The regulatory agency in the December 2019 minor review of Multi Year Tariff Order (MYTO) 2015 and minimum remittance order for 2020 posted on its website, explained that from its statutory review of the electricity tariffs being paid by consumers, the tariff of each of the Discos will increase in April.
According to NERC, the order was issued to reflect the impact of changes in variable it uses to determine cost-reflective tariffs; relevant tariff and market shortfalls for 2019 and 2020.
It said the government would, however, bear a financial burden of N544.894 billion revenue shortfalls of the Discos in 2020.
It added that the new order equally determined the minimum remittances payable by the Discos in line with their obligations to the power market and for which their tariffs were allowed.
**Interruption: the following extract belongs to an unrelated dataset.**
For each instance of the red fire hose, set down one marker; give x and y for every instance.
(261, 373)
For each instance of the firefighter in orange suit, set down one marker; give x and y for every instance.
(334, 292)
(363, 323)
Based on its calculation, the NERC stated that in 2020, the revenue shortfalls of the Ikeja, Benin, Enugu, Eko, Ibadan, Jos and Kano Discos would be N48.479 billion, each.
The Abuja Disco would have a revenue shortfall of N57.270 billion; Kaduna would have N41.677 billion; Port Harcourt would be N38.248 billion while Yola Disco would have a shortfall of N68.346 billion in the year.
“The federal government’s updated Power Sector Recovery Programme does not envisage an immediate increase in end-user tariffs until April 1, 2020, and a transition to full cost reflectivity by end of 2021.
“In the interim, the federal government has committed to funding the revenue gap arising from the difference between cost-reflective tariffs determined by the commission and the actual end-user tariffs payable by customers,” said the NERC in the order.
It noted that all the Discos would be expected to settle their market invoices in full as adjusted and netted off by applicable their tariff shortfall, adding that “all Federal Government of Nigeria intervention from the financing plan of the PSRP (Power Sector Recovery Programme) for funding tariff shortfall shall be applied through NBET and the market operator to ensure 100 per cent settlement of invoices issued by market participants.”
According to it, “Effectively, this order places a freeze on the tariffs of TCN (Transmission Company of Nigeria) and administrative charges until April 2020 at the rates applied in generating MO (Market Operator) invoices for the period of January to October 2019.”
Justifying its decision, the regulatory commission said the order was made to “reflect the impact of changes in the minor review variables for the period 2019 -2020 for the determination of cost reflective tariffs; and to ascertain revenue shortfalls in view of the differential between such tariffs and allowed tariffs in the Nigerian Electricity Supply Industry (NESI).”
It also stated that this was to “develop and implement a framework to manage revenue shortfalls for the year 2020 through a minimum market remittance requirement to account for differences between cost reflective tariffs and allowed tariffs in the settlement of invoices issued by the Nigerian Bulk Electricity Trading Plc (NBET) and the Market Operator (MO).”
It said it would hold the Discos responsible for any failure to remit their approved monthly minimum revenue to the market and that each of the Discos would have to provide an adequate, unconditional, unencumbered and irrevocable standby letters of credit covering three months invoices.